Action Points for Auditors

Auditors of REITs and InvITs should take note of the revised corporate governance requirements and key changes introduced with respect to their tenure, undertaking limited review of audit of all the entities or companies whose accounts are to be consolidated etc. Additionally, auditors should also engage with the companies issuing debt securities regarding the revised regulatory requirements introduced by SEBI.

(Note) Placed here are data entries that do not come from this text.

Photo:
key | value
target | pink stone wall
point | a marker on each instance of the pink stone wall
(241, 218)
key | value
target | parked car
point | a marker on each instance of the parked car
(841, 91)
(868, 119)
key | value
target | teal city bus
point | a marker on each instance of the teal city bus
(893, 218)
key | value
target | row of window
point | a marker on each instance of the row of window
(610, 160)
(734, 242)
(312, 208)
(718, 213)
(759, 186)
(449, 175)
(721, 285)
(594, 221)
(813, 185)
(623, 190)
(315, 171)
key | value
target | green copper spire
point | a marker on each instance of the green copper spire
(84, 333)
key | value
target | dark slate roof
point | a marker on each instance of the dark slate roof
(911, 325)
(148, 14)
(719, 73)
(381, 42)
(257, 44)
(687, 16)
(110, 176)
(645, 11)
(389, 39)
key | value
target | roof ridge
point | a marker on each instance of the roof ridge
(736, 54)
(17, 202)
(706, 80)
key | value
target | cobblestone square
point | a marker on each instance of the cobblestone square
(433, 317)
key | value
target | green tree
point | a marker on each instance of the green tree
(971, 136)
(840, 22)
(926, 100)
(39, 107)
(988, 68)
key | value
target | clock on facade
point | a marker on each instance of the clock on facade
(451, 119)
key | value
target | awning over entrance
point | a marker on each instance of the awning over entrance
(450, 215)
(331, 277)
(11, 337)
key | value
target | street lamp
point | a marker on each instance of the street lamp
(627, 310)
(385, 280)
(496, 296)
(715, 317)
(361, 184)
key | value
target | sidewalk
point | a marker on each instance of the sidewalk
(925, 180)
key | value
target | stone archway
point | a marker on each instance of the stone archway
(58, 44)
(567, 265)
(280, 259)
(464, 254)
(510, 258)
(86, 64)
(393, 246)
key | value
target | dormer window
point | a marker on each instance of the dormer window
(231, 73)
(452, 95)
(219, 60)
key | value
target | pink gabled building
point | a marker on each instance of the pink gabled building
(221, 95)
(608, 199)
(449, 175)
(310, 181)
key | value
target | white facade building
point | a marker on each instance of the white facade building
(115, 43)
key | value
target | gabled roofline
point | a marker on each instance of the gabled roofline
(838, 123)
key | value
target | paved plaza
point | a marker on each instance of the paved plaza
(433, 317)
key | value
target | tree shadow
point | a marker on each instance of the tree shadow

Regulation 102 of the LODR Regulations empowers SEBI to exempt certain entities from the strict enforcement of the requirement(s) of the LODR Regulations under certain circumstances, which include:

  1. Any provision of Act(s), Rule(s), Regulation(s) under which a listed entity is established or is governed by, or is required to be given precedence to
  2. The requirement may cause undue hardship to investors
  3. The disclosure requirement is not relevant for a particular industry or class of listed entities
  4. The requirement is technical in nature
  5. The non-compliance is caused due to factors affecting a class of entities but being beyond the control of the entities.

Recently, SEBI, vide a notification dated 5 December 2022 issued certain amendments12 to Regulation 102 of the LODR Regulations (the amendments). The amendments have inserted an additional criterion to the above specified circumstances and provide that SEBI may, after taking into consideration the interest of investors and securities market, relax the strict enforcement of the requirement(s) of the LODR Regulations, if an application is made by the Central Government with respect to its strategic disinvestment in a listed entity.

Effective date: The amendments are effective from the date of publication in the Official Gazette, i.e., 5 December 2022.


  1. The amendment has been issued vide the SEBI LODR (Seventh Amendment) Regulations, 2022 (LODR Amendment Regulations).